In the case of Pokémon Go, the use of rate-limiting just opened another battleground for automated attacks: automated account creation. They quickly discovered that while rate limiting is a fine basic technique to control automation from overly aggressive scrapers or novice attackers, it does not prevent advanced adversaries from getting automated requests through.

IP Blocking

Blocking IPs is a traditional technique used by standard network firewalls or Web Application Firewalls (WAFs) to drop requests from suspicious IPs. There are many databases that track IP reputation and firewalls and WAFs can retrieve such intelligence periodically.

In general, IP-based blocking is risky and ineffective. Blindly blocking an IP with a large volume of traffic may end up blocking the NAT of a university or corporation. Meanwhile, many Pokémon bots or scanners may use residential dynamic IP addresses. These IPs are shared by the customers of the ISPs, so banning an IP for a long time may block legitimate players.
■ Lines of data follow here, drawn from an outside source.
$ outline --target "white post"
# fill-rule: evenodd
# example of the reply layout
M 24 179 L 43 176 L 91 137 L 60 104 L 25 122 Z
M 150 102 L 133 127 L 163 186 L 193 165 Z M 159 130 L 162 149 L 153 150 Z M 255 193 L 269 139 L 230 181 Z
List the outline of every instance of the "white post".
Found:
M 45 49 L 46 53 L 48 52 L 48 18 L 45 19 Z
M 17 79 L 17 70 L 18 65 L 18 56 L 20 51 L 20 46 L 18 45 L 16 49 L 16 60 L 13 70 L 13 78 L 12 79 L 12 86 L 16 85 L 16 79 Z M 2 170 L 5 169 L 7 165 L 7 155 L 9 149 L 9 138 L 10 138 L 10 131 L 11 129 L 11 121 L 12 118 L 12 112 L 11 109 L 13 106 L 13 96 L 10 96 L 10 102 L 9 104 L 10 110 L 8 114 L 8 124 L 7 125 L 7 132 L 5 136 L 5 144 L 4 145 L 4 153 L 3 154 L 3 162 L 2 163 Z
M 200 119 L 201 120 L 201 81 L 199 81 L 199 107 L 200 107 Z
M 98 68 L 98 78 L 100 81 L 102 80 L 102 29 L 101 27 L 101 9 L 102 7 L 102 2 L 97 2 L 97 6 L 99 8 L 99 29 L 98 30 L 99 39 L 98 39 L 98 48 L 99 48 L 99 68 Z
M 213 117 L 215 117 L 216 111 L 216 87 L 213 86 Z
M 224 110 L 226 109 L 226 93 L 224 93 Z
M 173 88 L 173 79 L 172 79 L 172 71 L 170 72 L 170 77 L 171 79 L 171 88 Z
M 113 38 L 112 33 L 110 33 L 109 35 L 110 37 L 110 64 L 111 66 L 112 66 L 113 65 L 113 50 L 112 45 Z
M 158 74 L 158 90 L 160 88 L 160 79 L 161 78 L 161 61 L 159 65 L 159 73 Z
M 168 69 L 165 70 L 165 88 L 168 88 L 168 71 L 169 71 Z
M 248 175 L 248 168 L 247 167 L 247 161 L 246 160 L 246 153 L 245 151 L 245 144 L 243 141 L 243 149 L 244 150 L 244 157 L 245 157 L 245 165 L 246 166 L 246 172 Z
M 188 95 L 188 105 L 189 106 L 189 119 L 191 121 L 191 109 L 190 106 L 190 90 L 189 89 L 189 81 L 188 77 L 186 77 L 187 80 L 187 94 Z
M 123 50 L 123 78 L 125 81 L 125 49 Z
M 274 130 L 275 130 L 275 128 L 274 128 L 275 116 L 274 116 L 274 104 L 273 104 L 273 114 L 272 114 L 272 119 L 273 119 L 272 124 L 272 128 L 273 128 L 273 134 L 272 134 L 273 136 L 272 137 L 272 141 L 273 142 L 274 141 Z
Hosting services such as Amazon Web Services (AWS) and Digital Ocean are also sources for attackers to get virtual machines as well as fresh IPs. When attackers use stolen credit cards, they can even obtain these resources for free. However, legitimate users will never use hosting services to browse the web or play games, so blocking IPs from hosting services is a safe defense and is commonly used on server side. Niantic may decide to ban IPs from AWS according to this forum post.

Behavior Analysis

Behavior analysis is usually the last line of defense against advanced attackers that are able to bypass other defenses. Bots have very different behaviors compared to humans. For example, a real person cannot play the game 24×7, or catch 5 Pokémon in one second. While behavioral analysis sounds a promising approach, building an accurate detection system to handle the huge data volume like Pokémon Go isn’t an easy task.

Niantic just implemented a soft ban on cheaters who use GPS spoofing to “teleport” (i.e., suddenly moving at an impossibly fast speed). It was probably a “soft ban” because of false positives; families share accounts and GPS readings can be inaccurate, making some legitimate use cases seem like bots.

On around Aug 12 2016, Niantic posted a note on its website, and outlined that violation of its terms of service may result in a permanent ban on a Pokémon Go account. Multiple ban rules targeting bots were also disclosed unofficially. For example, the Pokemon over-catch rule bans accounts when they catch over a thousand Pokemon in a single day. In addition Niantic encourages legitimate players to report cheaters or inappropriate players.

In our experience, behavioral modeling-based detection can be extremely effective but is often technically or economically infeasible to build in-house. As Niantic commented in their blog post, “dealing with this issue also has opportunity cost. Developers have to spend time controlling this problem vs. building new features.” The bigger issue is that building technology to defend against dedicated, technically-savvy adversaries armed with botnets and other tools designed to bypass regular defenses, requires many highly specialized skillsets and a tremendous development effort.

The Game Isn’t Over

As Pokémon Go continues to be loved by players, the game between bot makers and Niantic will also continue. Defending against automated traffic represents a challenge not only for gaming but for all industries. Similar attack and defense activities are taking place across banking, airline, and retailer apps where the stakes are orders of magnitude higher than losing a few Snorlaxes. Bots and related attack tools aren’t fun and games for companies when their customers and users cannot access services because of unwanted automated traffic.